Car brakes and tires wear down over time, which will cause the car's performance to deviate from what everyone's models will expect. Bald tires? Winter tires in summer? Summer tires in winter? Maybe your car tries to take into account tire wear, but what happens if they're out of balance or alignment and the tread wears unevenly? What about the autonomous SUV that's loaded nearly at its maximum load thanks to the home improvement supplies the person bought at Home Depot?

The sort of carefully choreographed ballet you're envisioning[0] falls apart in catastrophic fashion the moment a single car comes along that doesn't behave as expected.
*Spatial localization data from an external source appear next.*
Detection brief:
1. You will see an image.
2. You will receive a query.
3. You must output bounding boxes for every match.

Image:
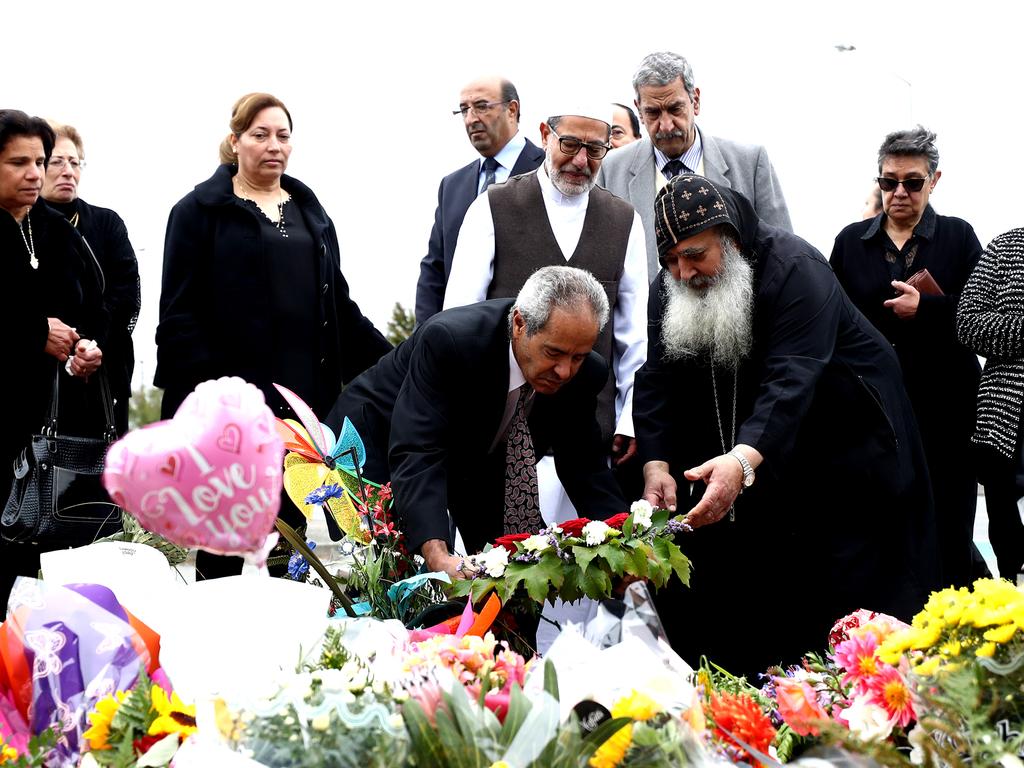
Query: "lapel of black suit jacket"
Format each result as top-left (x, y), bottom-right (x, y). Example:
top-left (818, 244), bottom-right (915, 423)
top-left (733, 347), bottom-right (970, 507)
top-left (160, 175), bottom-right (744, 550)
top-left (509, 139), bottom-right (545, 176)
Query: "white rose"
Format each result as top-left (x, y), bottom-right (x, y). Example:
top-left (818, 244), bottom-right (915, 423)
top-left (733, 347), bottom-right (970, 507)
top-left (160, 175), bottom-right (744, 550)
top-left (630, 500), bottom-right (654, 530)
top-left (839, 697), bottom-right (895, 742)
top-left (522, 534), bottom-right (551, 553)
top-left (582, 520), bottom-right (611, 546)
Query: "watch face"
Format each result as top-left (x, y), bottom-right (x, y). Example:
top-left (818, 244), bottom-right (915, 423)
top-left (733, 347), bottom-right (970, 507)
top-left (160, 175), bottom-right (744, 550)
top-left (743, 473), bottom-right (755, 488)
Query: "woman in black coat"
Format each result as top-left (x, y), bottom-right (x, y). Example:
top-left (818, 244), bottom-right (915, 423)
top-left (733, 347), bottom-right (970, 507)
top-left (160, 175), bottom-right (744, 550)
top-left (154, 93), bottom-right (391, 577)
top-left (0, 110), bottom-right (111, 604)
top-left (831, 126), bottom-right (984, 587)
top-left (41, 122), bottom-right (140, 435)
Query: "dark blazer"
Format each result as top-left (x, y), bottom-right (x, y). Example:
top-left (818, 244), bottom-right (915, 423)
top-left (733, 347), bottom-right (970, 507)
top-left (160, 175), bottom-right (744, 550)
top-left (326, 299), bottom-right (625, 554)
top-left (155, 164), bottom-right (390, 419)
top-left (414, 139), bottom-right (545, 323)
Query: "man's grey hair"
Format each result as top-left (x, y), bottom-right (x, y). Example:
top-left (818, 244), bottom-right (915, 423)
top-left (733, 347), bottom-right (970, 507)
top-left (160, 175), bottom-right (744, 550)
top-left (512, 266), bottom-right (610, 336)
top-left (877, 125), bottom-right (940, 175)
top-left (632, 51), bottom-right (697, 101)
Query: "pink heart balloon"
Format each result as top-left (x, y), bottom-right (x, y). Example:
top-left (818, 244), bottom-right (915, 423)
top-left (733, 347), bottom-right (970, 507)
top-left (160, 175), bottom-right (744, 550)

If one car slams on the brakes to avoid a kid, a ball bouncing into traffic, a barrel that fell over, or any of the million other examples of things that happen in a complex environment, you get a massive multi-car collision, and because we're now moving faster than would have been possible before, you're going to get casualties.

So you need to slow traffic flow and increase the distance between cars to create a larger safety margin. That cuts down on the expected advantages, and you wind up much closer to existing traffic flows than the imagined ballet. And even if we choose to ignore the possibility of failure, at the end of the day, roads are a finite surface. There's still a physical limit to the number that can physically fit on a given stretch of road. AVs could, theoretically, push that number higher by removing some of the factors that decrease capacity, but there's still a limit. They can't solve the problem of congestion.

There's also the human element. Even if you "know" the cars are communicating with one another and you'll safely shoot through the intersection, those pesky human brains--you know, the ones that evolved to notice predators on the edge of a person's field of vision before those predators managed to rush up and eat you---are going to positively lose their shit the second they see a car speeding towards them on what appears to be a collision course at 50 miles an hour. That kind of intersection is pretty much perfect for triggering those fight-or-flight stress responses, and they'll make the stress of even the worst of LA traffic look positively pleasant by comparison.

Can AVs do a lot to improve traffic? Sure, assuming they don't increase the number of vehicles on the road--which is unlikely, to say the least. Anyhow, even the less-capable levels of automation could decrease things like phantom traffic jams. But we'll never see the kind of traffic ballets you're talking about save, perhaps, things like highway on-ramps.